Senate Majority Leader John Thune, South Dakota Republican, said he spoke with farmers during the August recess about congressional efforts to help them weather challenges.

“We discussed how farmers are still struggling with high input costs and depressed commodity prices, causing upside-down margins for their operations,” he said Thursday in a floor speech. “While crop yields are strong and the One Big Beautiful Bill adjusted reference prices to ensure that commodity programs more closely reflect market conditions, there’s more work to do. That includes boosting agriculture through trade opportunities and increased market access.”

The Trump administration said its recent trade deals will open markets.

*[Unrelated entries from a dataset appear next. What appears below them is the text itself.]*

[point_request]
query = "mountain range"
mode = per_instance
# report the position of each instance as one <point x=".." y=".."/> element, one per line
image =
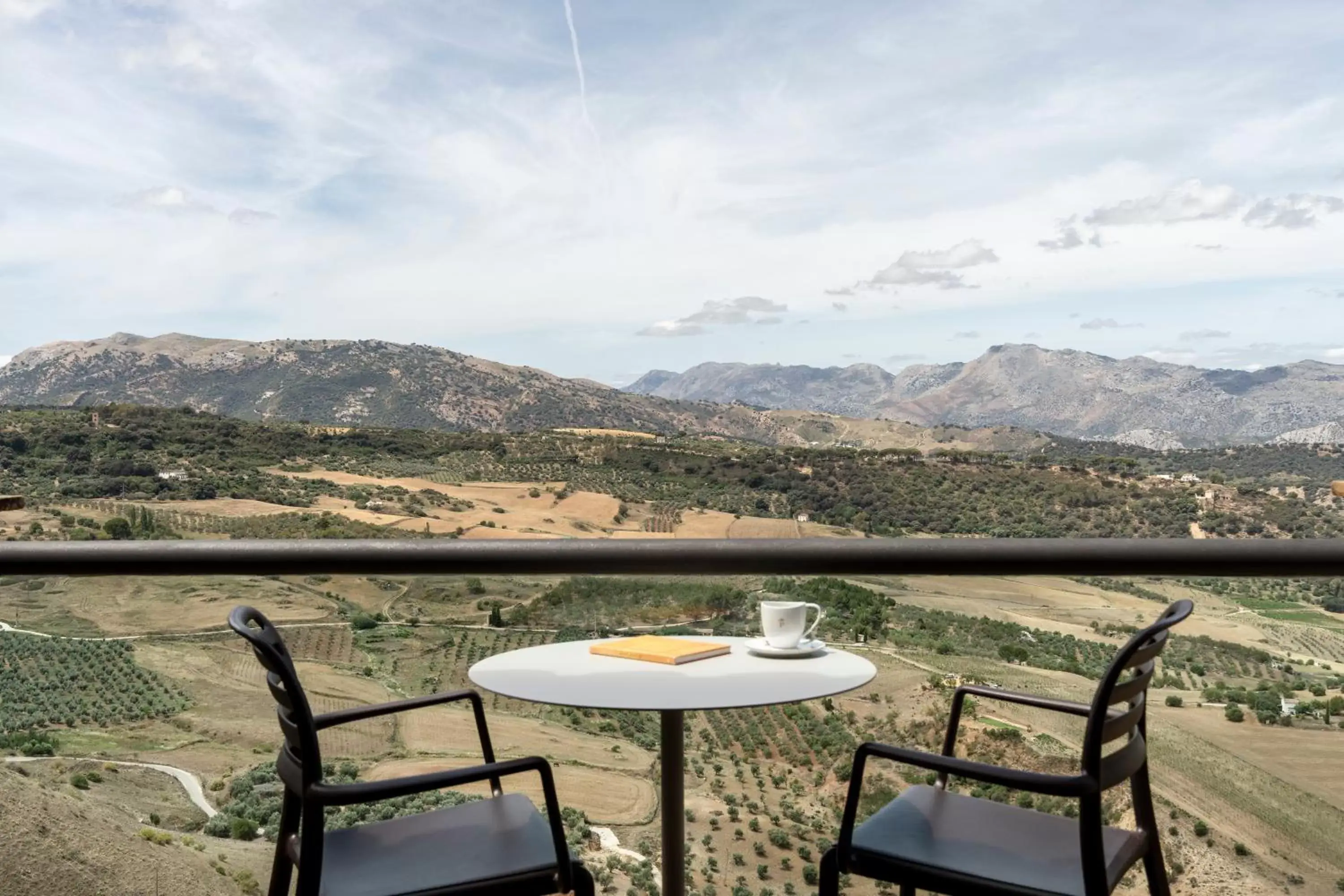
<point x="377" y="383"/>
<point x="1078" y="394"/>
<point x="1000" y="401"/>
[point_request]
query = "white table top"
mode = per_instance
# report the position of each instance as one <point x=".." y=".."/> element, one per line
<point x="568" y="675"/>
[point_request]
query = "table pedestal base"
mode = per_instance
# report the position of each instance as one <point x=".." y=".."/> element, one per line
<point x="674" y="802"/>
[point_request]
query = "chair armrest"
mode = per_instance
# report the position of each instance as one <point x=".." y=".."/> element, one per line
<point x="1015" y="778"/>
<point x="358" y="714"/>
<point x="1025" y="699"/>
<point x="375" y="790"/>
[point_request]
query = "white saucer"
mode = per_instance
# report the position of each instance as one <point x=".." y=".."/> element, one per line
<point x="804" y="649"/>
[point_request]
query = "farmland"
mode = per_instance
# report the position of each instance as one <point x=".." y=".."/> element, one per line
<point x="765" y="784"/>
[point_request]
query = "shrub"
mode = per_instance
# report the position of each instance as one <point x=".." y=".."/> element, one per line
<point x="119" y="528"/>
<point x="242" y="829"/>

One deal requires Japan to increase U.S. rice imports by 75% and buy $8 billion of agricultural and crop products.

A U.S.-British deal calls for the British to buy $700 million in ethanol exports and $250 million in other farm products, including beef.

“President Trump cares deeply about those who feed America, and he is quickly working to rectify decades of unfair trading practices while simultaneously cooling inflation to lower input costs,” White House deputy press secretary Anna Kelly said. “Thanks to this president, farmers can sell more goods to consumers in the European Union, the United Kingdom, Japan, and more under fairer trade deals. President Trump will continue to open markets and level the playing field for American farmers to ensure they can sell as many made-in-America products as possible.”

Cory J. Reed, president of precision agriculture at John Deere, told investors of “positive tail winds” from trade deals and “from what we see in tax policy.”

In the meantime, it’s “not a pretty picture,” said Clark Packard, a research fellow on trade at the libertarian Cato Institute.

“My advice for Congress and the president would be to eliminate all of the recently enacted tariffs and then look at ways to cut tariffs on other inputs that farmers and ranchers and others in the agriculture industry use,” he said, citing fertilizer and steel.

Meanwhile, soybean growers said the U.S. used to be the provider of choice for Chinese buyers. Yet those buyers are turning to sellers in Brazil because of trade tension and retaliatory tariffs.

U.S. soybeans entering China face a duty 20% higher than that charged on South American beans.

Mr. Trump, in a Truth Social post, urged China to quadruple its soybean orders. He ensured “rapid service” to meet demand.

The growers’ association said it appreciated Mr. Trump’s request, but “unfortunately for our soybean growers, China has contracted with Brazil to meet future months’ needs to avoid purchasing any soybeans from the United States.”

China has not purchased any U.S. soybeans for the months ahead as we quickly approach harvest,” the association said. “The further into the autumn we get without reaching an agreement with China on soybeans, the worse the impacts will be on U.S. soybean farmers.”

Farmers faced a similar situation with China during Mr. Trump’s first term. The tariffs and retaliation forced Washington to pay billions of dollars to bail out farmers.

“The president has decided to cause panic once again in the soybean fields of America, and the cause is, once again, tariffs on Chinese imports. This time, the duties are even higher,” said Ross Baker, a politics professor at Rutgers University. “Sadly, the American soybean farmers should have seen this coming. They must sit through the rerun of another threat to their livelihoods.”